’An extraordinarily positive result’, says SES managing director Dr Susanne Nonnen. ’Five years ago, we decided to take action to get young people safely through their training. Of course, we also help with other problems, not only when there is danger of discontinuation of an apprenticeship.’
Many training contracts are prematurely dissolved in Germany. In the national average, every fifth young person fails to complete their training. Although there are numerous projects offering support, VerA goes one step further by ensuring tailored support. The VerA initiative was launched at end 2008 by SES, a leading German volunteer organisation for retired specialists and management. What makes VerA so special is the tandem model: as a rule, each trainee is assigned a voluntary training mentor for one-to-one assistance.
These mentors are specially trained SES experts. More than 2 000 of the current over 11 000 retired experts registered at SES have undertaken this special training. ’We also value the interest shown by experts as a great success’, says Ms Nonnen.

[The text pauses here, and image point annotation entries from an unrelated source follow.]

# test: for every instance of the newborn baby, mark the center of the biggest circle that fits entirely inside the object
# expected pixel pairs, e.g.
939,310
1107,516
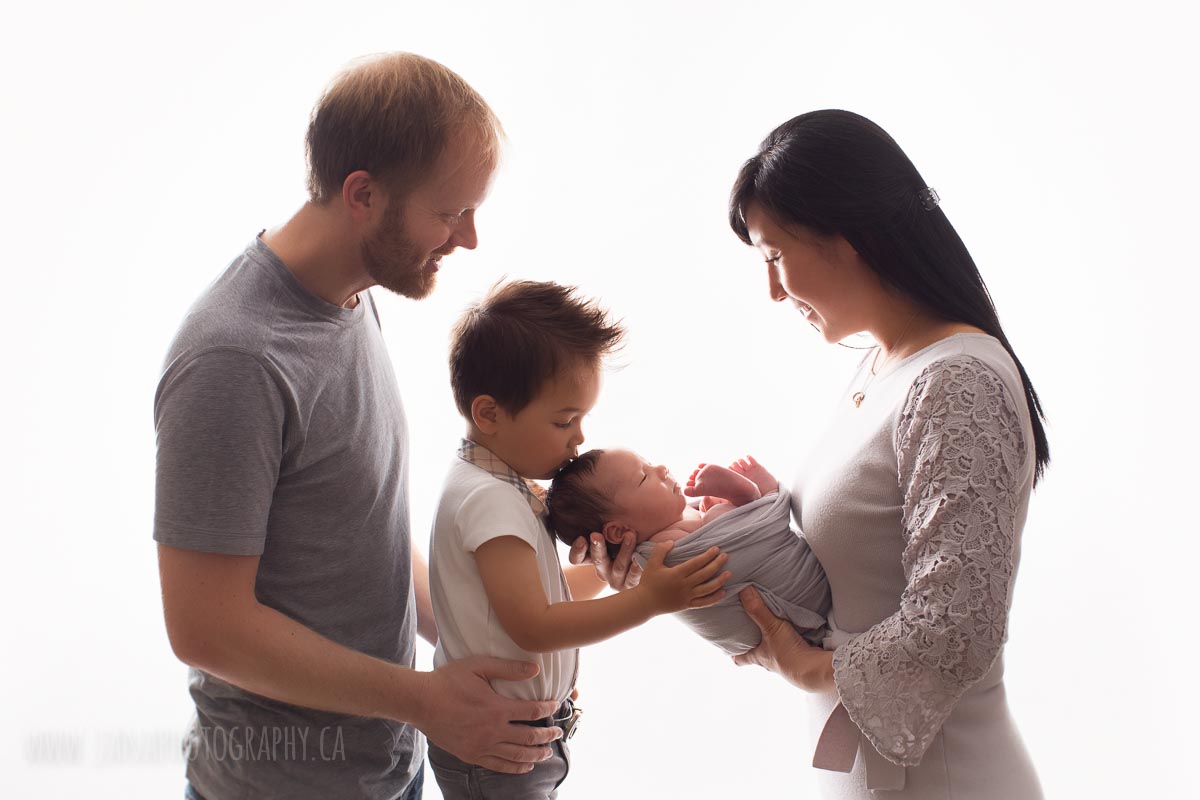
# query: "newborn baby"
743,511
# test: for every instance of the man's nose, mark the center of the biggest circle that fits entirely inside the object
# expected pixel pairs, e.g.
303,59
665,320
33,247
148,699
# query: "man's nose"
465,234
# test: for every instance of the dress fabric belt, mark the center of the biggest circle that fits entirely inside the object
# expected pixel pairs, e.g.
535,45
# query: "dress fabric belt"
839,745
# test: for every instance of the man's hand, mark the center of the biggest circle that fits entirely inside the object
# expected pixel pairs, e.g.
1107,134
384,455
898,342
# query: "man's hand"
783,650
621,573
465,716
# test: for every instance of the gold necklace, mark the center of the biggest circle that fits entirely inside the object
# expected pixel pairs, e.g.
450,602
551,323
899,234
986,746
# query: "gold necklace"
861,395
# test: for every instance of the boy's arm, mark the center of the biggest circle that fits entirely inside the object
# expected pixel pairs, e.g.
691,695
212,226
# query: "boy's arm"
583,581
508,567
215,624
426,625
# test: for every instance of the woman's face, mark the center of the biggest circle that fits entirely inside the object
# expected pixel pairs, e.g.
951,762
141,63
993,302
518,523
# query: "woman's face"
822,276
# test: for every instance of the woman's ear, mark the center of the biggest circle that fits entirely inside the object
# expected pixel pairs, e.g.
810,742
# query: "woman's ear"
485,414
615,531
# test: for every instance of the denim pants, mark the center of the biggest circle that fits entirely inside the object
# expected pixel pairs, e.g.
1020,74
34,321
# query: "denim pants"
412,793
462,781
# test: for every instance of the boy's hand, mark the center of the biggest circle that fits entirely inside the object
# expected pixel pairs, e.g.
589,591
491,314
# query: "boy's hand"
693,584
621,573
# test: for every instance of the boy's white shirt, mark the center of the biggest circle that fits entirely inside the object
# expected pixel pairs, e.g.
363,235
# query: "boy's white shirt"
477,506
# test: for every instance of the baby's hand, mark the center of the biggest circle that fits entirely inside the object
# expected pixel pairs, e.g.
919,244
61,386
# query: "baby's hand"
690,584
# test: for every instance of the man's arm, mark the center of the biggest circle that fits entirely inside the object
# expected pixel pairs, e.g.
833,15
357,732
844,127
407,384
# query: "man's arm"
215,624
426,625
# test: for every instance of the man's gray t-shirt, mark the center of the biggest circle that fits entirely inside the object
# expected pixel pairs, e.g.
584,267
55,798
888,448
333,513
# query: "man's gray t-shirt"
281,434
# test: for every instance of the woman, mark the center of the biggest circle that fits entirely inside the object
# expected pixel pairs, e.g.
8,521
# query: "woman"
916,499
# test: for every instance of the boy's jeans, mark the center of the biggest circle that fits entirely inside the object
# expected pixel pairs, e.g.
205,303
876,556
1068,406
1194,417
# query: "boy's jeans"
462,781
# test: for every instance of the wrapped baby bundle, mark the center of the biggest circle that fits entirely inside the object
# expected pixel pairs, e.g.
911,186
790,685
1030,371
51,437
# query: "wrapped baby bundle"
766,553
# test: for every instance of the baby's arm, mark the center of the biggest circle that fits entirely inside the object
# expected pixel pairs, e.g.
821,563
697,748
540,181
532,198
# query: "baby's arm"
723,483
508,566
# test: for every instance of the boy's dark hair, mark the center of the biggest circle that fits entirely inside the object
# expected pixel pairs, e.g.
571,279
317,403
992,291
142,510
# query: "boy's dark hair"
520,336
576,506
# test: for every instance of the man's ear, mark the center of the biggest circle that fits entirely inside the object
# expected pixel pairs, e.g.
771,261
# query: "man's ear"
615,531
363,196
485,414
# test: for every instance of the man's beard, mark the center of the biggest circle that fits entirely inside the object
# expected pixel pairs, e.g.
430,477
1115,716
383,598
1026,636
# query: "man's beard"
395,263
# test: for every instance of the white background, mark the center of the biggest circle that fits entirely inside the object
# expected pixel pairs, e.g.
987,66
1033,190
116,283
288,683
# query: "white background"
145,143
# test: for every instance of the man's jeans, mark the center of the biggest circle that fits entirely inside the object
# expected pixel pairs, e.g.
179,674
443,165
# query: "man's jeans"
413,793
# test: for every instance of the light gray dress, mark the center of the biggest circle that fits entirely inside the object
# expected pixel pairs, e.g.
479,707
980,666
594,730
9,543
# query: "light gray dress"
913,504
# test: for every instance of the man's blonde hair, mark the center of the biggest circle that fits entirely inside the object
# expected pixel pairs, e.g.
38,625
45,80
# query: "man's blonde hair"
393,115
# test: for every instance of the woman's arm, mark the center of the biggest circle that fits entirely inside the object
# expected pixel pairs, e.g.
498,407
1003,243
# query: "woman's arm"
963,465
508,566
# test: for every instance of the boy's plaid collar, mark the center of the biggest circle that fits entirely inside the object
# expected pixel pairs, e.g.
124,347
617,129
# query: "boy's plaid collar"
480,456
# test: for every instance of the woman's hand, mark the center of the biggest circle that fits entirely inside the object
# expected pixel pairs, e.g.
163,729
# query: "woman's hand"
621,573
783,650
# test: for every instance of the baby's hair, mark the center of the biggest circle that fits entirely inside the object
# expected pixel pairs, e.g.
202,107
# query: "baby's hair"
521,335
576,505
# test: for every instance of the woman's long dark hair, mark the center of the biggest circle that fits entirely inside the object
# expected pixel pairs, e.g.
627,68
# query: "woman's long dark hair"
838,173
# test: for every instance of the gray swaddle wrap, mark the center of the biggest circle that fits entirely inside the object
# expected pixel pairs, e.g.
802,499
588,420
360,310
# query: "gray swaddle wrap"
765,552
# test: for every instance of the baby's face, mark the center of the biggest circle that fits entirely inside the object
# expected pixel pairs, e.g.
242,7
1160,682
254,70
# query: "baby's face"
645,497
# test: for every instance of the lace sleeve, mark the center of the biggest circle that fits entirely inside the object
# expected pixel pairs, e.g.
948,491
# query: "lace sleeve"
960,453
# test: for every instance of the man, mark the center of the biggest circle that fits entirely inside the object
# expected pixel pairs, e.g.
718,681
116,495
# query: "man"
282,512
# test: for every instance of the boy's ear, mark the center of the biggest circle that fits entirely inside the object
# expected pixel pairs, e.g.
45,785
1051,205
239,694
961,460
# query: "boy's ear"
615,531
485,413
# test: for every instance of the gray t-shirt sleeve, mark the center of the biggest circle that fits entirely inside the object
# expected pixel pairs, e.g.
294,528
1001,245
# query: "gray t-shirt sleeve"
219,420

In VerA, help becomes tangible: for instance, an experienced carpenter supports a carpenter-to-be, a banker supports a 'budding' beautician, a master baker or pastry chef supports a masonry apprentice. As observed over the years, it is the expert’s professional and social competence that makes training mentoring so successful. The important aspect is that mentors and 'their' trainees get on well together. If the chemistry is right and if both parties are prepared to tackle problems, a first important step in the right direction has beentaken.